2. registered at the next office where they photocopied passport/UK license/work permit - completed quickly as they took me straight behind and into the office area- cost 500PHP

3. Personally escorted to the next office and placed into the 'old people' air conditioned waiting area - more photocopies and picture taken and would have been quicker but I let the 2 nuns waiting go before me (I'm a gentleman !). Cost 2,000PHP - but this included the normal fee of 860php for license conversion.

4. Handed license 15 minutes later !.

So on reflection paying in total 2,750php for my license was money well spent and in reality only cost me 1600php 'extra' and for me this was great especially when I looked at all the many people waiting their turn.......

Cheers !


----------



## bidrod (Mar 31, 2015)

Well I went to the Kawit, Cavite office a year ago last Jul. Paid the med and licence fee, less than php 800 total. Since I am old I got escorted the A/C waiting-room too. No cost for making copies of anything since I did them at home. Took a little over an hour, and yes Seniors, Pregnant Women, PWD, etc get priority service.

Chuck


----------



## M.C.A. (Feb 24, 2013)

Miken your blessed with money that's all I can add but the price you paid was a bit much it should have only been 400 pesos extra with the helper but these guys are real money magnets and can make it seem so difficult and they always tac on extra price, yet you still have to fill out your forms so all this could have been done for much less, the security guard or a staff member inside the LTO would direct you what to do (I'll buy them a soda) at most LTO offices they have monitor screens and you wait for your number to be called and then you go to that particular window and then wait once again and go to the next window and so forth until you're done but basically you have to get inside the LTO it's those fixers outside that skin us expats alive with fake costs always be weary.

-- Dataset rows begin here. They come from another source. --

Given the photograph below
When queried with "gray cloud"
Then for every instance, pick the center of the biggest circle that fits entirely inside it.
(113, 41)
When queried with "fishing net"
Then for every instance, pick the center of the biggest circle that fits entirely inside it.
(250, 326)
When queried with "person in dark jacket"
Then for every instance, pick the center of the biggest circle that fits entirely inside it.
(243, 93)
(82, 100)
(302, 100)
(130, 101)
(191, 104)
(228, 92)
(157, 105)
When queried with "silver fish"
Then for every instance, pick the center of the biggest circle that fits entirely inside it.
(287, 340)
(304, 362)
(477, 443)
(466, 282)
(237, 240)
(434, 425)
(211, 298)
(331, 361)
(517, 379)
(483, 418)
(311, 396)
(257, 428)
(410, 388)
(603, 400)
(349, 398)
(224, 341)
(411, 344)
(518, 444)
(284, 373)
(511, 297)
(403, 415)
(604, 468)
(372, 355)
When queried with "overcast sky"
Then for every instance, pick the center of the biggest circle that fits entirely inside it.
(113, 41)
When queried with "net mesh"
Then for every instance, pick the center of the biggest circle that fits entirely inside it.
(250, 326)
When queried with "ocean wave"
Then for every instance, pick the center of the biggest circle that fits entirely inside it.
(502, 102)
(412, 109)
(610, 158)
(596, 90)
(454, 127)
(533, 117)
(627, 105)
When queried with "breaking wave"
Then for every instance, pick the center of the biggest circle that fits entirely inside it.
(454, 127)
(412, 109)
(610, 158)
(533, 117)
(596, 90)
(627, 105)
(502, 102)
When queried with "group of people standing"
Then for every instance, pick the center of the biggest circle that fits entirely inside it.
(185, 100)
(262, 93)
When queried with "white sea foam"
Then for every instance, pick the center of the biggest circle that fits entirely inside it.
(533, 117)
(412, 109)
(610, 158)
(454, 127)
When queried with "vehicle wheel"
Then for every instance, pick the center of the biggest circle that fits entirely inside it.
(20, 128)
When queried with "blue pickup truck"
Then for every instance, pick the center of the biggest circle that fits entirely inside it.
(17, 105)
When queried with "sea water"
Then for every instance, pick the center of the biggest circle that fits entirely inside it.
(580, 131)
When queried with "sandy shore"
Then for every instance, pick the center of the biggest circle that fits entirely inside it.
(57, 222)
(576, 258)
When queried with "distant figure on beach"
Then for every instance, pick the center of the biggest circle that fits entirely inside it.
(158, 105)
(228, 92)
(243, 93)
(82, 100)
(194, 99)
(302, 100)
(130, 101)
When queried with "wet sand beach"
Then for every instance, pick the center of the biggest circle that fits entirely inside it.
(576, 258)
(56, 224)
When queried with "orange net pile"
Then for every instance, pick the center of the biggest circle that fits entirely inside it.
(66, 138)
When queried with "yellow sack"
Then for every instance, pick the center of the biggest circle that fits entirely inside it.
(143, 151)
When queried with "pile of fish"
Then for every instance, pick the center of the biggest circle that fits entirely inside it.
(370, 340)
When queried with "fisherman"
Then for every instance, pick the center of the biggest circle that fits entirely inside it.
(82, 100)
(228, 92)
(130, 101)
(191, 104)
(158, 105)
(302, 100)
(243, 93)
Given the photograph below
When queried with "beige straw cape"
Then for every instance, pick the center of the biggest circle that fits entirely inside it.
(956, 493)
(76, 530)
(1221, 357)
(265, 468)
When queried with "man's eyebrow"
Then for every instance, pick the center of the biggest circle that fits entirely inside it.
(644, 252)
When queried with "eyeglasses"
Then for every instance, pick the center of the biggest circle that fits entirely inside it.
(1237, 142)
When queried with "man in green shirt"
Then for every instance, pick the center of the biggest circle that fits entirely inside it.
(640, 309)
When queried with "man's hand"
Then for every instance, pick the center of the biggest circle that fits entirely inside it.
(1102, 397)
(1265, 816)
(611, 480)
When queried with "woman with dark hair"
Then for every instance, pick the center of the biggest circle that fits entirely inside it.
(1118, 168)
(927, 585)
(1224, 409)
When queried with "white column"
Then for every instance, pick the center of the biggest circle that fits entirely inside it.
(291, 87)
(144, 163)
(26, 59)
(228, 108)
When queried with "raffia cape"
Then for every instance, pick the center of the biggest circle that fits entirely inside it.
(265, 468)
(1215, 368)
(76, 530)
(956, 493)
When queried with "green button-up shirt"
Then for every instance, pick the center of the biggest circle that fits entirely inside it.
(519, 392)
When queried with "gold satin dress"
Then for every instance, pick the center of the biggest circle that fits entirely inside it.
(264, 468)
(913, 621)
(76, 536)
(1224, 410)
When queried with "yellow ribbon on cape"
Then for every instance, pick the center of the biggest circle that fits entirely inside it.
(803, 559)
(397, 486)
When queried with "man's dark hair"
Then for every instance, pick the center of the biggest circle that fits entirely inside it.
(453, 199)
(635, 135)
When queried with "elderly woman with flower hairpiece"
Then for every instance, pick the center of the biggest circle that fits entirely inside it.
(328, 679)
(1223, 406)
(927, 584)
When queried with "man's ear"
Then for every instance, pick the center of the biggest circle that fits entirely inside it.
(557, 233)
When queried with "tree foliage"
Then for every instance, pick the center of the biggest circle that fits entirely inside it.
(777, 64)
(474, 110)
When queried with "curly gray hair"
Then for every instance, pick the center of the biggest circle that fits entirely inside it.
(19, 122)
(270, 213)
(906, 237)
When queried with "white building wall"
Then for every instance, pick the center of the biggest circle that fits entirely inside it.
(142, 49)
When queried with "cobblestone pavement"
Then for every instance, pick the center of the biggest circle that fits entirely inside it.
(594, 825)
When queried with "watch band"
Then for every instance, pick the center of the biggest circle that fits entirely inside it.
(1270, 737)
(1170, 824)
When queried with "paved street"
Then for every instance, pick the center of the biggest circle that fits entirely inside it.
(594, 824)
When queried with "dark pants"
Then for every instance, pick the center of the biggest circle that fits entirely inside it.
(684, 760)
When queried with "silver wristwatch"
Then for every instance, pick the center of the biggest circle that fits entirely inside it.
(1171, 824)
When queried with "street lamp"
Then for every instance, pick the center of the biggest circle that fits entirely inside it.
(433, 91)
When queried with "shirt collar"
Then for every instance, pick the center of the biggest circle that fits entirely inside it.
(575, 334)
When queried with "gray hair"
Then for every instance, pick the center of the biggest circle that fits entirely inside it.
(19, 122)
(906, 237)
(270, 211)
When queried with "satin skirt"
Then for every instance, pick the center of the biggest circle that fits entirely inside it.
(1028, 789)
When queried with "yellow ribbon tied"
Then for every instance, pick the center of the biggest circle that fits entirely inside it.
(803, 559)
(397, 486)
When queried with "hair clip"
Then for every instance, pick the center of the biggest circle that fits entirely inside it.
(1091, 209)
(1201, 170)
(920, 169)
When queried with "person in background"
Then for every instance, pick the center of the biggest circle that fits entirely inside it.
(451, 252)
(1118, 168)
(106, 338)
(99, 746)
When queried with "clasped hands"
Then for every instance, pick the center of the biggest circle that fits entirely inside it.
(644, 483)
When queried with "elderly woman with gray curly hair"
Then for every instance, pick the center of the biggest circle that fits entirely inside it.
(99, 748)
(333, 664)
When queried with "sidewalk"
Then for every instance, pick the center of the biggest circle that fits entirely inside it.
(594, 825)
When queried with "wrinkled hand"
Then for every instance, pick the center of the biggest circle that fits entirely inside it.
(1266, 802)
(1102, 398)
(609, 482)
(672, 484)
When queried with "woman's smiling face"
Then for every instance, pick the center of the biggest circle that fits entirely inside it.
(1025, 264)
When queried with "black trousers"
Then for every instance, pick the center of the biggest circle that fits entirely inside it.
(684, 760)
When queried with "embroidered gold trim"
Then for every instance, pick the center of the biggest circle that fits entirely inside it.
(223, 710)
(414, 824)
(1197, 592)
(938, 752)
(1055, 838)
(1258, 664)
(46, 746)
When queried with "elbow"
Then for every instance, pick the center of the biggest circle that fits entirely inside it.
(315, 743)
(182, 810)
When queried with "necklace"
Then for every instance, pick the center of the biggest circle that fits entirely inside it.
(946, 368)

The LTO in my area has improved vastly since I first used it and so I am almost confident any expat can do this on your own with the guidance of LTO staff and security guards as you walk in, I also got some help from citizens waiting like me there's different area's you can wait but they all seem to have the screen that will display your number, you are issued a number with your documents.


----------



## MikenKeira (Jul 3, 2017)

Actually, my helper didnt cost a penny. the money went to the ' officials'. I didnt actually have to take a number as I was ushered into the office areas the other side of the windows. 
Plus I had already been here 4 months.......so had already gone past the 3 month window for applying for a new license without test....

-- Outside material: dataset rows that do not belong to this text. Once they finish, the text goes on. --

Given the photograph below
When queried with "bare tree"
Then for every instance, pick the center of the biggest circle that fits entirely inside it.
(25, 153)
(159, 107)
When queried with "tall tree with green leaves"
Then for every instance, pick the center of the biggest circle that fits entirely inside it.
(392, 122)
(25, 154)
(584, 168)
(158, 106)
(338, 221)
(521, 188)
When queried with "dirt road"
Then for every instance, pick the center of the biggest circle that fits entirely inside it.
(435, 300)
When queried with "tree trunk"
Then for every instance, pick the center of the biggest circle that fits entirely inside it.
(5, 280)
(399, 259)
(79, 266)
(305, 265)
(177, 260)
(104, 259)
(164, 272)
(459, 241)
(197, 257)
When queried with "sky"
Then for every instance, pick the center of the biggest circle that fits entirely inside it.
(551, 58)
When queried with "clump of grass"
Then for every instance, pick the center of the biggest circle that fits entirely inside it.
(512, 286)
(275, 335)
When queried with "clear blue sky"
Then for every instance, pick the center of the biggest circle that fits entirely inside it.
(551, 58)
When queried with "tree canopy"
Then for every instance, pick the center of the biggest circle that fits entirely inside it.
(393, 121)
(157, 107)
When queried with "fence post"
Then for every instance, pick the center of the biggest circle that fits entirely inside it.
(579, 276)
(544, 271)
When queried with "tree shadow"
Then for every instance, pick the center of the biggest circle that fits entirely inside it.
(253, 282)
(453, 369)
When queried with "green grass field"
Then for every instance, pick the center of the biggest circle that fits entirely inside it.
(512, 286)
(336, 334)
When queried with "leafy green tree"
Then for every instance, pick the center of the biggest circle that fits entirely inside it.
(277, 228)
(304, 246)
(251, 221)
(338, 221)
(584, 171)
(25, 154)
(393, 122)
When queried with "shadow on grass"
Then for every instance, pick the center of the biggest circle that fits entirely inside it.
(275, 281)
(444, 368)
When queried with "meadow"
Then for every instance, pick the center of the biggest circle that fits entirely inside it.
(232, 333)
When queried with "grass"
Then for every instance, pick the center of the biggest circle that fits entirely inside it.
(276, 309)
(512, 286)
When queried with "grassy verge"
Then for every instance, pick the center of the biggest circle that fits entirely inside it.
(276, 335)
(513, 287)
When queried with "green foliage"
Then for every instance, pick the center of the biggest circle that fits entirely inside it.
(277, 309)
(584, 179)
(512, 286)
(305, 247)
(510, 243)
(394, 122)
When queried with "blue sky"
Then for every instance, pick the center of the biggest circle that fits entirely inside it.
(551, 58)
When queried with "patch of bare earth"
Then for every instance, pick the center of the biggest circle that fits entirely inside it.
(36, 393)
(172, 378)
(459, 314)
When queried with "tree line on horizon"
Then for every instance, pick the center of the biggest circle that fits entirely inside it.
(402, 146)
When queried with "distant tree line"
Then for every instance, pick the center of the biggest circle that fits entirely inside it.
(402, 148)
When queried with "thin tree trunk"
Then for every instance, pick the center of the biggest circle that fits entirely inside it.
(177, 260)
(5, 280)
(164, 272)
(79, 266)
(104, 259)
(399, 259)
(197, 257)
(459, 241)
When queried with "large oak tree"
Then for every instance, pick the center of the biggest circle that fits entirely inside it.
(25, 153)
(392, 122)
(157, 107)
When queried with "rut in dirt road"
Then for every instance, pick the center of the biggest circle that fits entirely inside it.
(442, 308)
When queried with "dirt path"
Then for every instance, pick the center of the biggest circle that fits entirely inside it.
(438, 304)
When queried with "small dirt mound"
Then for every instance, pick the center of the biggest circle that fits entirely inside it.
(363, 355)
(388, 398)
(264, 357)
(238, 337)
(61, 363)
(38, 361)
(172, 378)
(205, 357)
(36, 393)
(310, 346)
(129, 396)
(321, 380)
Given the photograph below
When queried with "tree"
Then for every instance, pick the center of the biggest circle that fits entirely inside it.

I suppose its all relative. I felt I had a good deal so I'm happy and I'm sure someone else will say they can do it for less

Next time I will know the score and perhaps venture to do it myself.....but I doubt it


----------



## bidrod (Mar 31, 2015)

MikenKeira said:


> Actually, my helper didnt cost a penny. the money went to the ' officials'. I didnt actually have to take a number as I was ushered into the office areas the other side of the windows.
> Plus I had already been here 4 months.......so had already gone past the 3 month window for applying for a new license without test....
> 
> I suppose its all relative. I felt I had a good deal so I'm happy and I'm sure someone else will say they can do it for less
> ...


I had no number being a Senior I was directed to the A/C room and called when photo/signature was needed. The test is not needed as long as your home country licence is current. The 3 months applies to your home country license being valid to drive on when you arrive in country. Bottom line is you got taken for about php 2K.

Chuck


----------



## MikenKeira (Jul 3, 2017)

Bottom line is I'm not a senior so I don't qualify as a grumpy.


----------



## bidrod (Mar 31, 2015)

MikenKeira said:


> Bottom line is I'm not a senior so I don't qualify as a grumpy.

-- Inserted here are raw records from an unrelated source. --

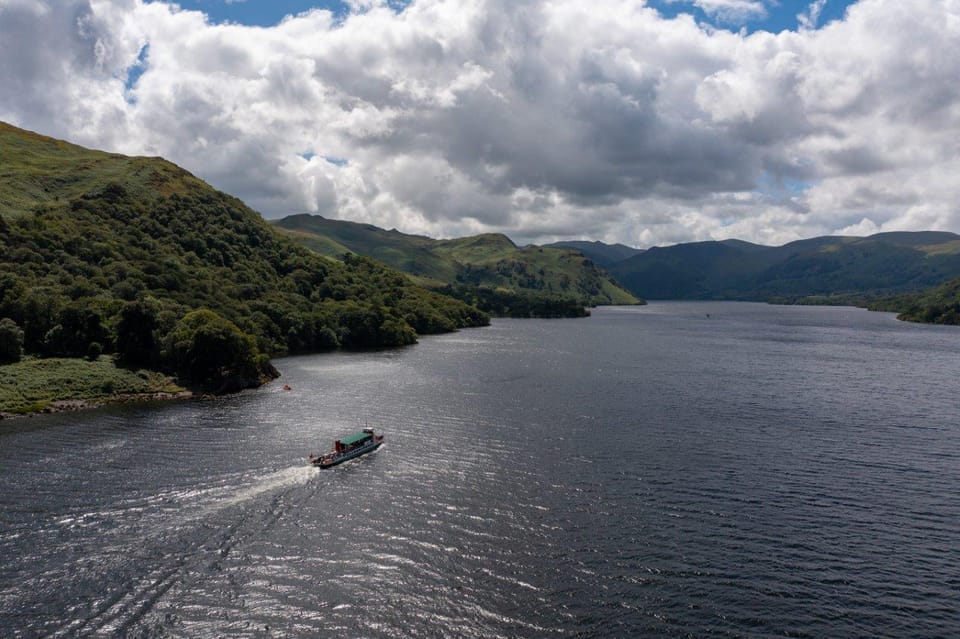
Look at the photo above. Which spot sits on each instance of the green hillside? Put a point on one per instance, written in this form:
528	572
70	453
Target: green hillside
461	266
602	254
135	257
840	267
936	305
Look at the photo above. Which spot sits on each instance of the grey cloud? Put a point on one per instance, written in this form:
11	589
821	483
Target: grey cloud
530	117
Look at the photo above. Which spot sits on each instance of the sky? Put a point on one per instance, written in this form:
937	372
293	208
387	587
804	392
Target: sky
644	123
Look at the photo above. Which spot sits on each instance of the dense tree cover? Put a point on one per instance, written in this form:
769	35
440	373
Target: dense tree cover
507	303
11	341
825	267
938	305
489	261
179	277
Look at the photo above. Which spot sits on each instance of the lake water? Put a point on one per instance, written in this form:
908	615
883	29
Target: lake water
679	469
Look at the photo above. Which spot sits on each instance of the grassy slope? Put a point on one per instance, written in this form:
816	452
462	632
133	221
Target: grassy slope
484	260
825	266
602	254
84	228
37	170
34	384
937	305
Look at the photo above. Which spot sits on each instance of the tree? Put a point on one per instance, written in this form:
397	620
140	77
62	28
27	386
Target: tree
211	352
11	341
136	333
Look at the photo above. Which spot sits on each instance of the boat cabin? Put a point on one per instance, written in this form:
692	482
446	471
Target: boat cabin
353	441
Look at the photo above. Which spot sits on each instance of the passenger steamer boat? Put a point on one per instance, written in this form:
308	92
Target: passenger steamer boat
349	448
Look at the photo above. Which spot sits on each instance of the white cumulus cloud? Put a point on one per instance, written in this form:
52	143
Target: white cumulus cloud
542	119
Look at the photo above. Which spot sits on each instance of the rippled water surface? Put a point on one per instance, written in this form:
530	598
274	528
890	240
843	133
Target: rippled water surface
682	469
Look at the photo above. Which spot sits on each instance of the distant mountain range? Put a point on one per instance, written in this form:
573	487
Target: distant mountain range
881	264
602	254
489	261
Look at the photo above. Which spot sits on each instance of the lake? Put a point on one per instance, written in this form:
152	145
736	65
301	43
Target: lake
677	469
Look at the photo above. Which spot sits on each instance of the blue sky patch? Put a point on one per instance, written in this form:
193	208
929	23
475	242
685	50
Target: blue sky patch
267	13
771	15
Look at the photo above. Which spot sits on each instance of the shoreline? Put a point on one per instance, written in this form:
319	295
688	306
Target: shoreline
68	405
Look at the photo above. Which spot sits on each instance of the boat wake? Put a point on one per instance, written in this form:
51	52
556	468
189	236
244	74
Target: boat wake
178	552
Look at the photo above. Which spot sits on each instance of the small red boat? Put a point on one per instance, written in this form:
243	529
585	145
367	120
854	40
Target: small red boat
347	448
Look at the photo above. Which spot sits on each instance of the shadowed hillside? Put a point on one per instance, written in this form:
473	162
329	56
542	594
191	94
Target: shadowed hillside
135	257
527	277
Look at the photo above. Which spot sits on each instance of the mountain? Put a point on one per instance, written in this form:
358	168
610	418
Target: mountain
602	254
135	257
491	262
936	305
880	264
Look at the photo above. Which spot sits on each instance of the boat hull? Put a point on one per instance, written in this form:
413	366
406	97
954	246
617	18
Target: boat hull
329	461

Being a Senior does not necessarily make one a grumpy. Possibly you looked old enough to the staff to be a Senior since 60 years old is the age here. Maybe being a Senior makes one wise enough not to get scammed out of 2K and know that being here 3 months has nothing to do with taking the test.


Chuck


----------



## Gary D (Oct 28, 2013)

The money may have all gone to the official but you don't know what arrangments they have with the fixers.


----------